As the U.S. economic expansion ages and clouds gather overseas, policy makers worry about recession. Their concern isn’t that a downturn is imminent but whether they will have firepower to fight back when one does arrive.

Money has been Washington’s primary weapon in the decades since British economist John Maynard Keynes proposed aggressive government spending to battle the Great Depression. The U.S. generally injects cash into the economy through interest-rate cuts, tax cuts or ramped-up federal spending.

Those tools could be hard to employ when the next dip comes: Interest rates are near zero, and fiscal stimulus plans could be hampered by high levels of government debt and the prospect of growing budget deficits to cover entitlement spending on retired baby boomers.

Few economists believe the U.S. is near recession.
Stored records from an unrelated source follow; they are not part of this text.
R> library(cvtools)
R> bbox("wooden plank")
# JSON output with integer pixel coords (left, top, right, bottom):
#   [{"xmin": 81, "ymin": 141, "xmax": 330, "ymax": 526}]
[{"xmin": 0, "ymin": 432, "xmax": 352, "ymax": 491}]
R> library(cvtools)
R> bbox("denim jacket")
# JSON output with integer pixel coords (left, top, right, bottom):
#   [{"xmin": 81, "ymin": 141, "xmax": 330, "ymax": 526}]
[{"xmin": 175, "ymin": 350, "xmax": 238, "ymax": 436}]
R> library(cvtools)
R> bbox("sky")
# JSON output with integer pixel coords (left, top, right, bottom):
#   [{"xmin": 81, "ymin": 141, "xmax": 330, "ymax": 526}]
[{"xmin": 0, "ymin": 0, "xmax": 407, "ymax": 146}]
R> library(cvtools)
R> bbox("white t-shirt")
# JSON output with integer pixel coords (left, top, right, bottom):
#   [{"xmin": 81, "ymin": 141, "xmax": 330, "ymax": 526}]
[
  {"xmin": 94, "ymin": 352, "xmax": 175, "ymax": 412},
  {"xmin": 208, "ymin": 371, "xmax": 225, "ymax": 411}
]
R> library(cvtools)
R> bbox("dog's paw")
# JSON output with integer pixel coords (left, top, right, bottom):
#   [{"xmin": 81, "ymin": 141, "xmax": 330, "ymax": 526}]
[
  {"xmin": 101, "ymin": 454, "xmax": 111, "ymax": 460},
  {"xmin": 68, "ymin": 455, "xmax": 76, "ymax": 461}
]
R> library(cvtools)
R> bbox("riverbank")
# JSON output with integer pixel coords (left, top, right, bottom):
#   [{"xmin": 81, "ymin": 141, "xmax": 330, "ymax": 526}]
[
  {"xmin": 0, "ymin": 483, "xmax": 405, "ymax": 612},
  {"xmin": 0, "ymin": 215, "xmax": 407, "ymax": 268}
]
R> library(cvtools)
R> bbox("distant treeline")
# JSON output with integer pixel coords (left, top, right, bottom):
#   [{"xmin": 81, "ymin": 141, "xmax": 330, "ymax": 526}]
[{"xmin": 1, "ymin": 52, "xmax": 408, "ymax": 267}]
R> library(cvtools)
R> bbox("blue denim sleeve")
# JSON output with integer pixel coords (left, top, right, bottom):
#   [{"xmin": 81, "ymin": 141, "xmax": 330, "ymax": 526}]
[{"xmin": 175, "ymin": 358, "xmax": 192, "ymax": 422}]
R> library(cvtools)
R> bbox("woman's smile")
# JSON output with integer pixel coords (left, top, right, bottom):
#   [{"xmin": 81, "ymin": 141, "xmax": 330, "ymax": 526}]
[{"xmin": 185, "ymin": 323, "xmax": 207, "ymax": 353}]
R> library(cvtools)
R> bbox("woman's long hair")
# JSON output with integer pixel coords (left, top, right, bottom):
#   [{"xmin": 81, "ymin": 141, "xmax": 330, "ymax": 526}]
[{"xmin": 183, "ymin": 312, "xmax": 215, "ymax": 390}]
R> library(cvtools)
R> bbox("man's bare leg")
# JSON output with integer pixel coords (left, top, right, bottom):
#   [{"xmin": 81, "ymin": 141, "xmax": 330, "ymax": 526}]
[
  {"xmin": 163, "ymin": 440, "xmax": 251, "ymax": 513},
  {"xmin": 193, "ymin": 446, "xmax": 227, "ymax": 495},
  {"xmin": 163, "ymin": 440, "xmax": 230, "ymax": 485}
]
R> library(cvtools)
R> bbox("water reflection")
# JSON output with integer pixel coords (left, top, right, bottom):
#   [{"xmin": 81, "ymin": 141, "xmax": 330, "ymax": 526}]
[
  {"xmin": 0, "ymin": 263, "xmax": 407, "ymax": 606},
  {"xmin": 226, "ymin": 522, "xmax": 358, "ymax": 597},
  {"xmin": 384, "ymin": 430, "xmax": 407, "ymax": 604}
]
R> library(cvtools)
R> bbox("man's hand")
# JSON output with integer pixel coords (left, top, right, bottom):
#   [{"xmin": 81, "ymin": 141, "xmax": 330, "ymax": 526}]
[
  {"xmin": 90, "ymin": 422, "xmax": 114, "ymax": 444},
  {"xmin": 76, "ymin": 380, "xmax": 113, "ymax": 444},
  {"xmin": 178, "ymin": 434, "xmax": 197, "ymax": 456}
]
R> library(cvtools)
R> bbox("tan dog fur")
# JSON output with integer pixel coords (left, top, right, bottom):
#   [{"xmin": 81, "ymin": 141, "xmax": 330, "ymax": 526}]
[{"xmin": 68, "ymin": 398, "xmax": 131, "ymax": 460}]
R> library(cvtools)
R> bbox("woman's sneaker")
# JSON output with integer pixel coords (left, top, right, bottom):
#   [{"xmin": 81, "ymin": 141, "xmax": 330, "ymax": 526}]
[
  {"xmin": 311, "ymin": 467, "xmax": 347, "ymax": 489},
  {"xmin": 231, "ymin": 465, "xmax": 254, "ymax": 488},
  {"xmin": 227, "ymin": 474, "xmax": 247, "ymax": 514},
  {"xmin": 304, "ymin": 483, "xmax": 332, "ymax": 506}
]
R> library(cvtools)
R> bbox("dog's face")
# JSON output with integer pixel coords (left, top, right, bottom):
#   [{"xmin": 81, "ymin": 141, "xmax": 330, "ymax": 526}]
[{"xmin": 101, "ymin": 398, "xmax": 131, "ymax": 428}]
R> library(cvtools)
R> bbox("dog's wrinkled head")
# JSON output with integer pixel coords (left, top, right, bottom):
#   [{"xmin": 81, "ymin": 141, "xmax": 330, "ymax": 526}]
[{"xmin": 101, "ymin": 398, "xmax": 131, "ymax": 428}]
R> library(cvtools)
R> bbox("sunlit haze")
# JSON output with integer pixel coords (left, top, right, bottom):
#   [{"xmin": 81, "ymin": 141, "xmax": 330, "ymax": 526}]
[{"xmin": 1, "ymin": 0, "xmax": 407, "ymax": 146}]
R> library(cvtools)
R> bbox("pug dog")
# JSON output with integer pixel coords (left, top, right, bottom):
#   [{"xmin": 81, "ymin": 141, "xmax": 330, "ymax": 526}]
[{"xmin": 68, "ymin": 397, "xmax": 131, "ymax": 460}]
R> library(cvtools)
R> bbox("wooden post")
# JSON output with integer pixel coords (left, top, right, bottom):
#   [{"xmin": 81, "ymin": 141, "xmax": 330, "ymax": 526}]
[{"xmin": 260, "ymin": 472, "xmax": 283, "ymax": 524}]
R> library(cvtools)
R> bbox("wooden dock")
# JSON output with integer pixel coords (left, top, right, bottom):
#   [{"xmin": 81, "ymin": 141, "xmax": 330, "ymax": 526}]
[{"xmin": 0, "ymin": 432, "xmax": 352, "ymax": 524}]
The economy seems to have regained its footing after a first-quarter stumble, and Federal Reserve officials are considering whether to raise short-term interest rates for the first time in nearly a decade to ensure the economy doesn’t overheat.

Even so, looming threats are a reminder that the slow-growing global economy is just a shock away from peril. Japan’s economy contracted in the second quarter and Europe recorded lackluster growth. China’s slowdown, meanwhile, appears more severe than global policy makers initially realized and a currency devaluation there might spur trade frictions.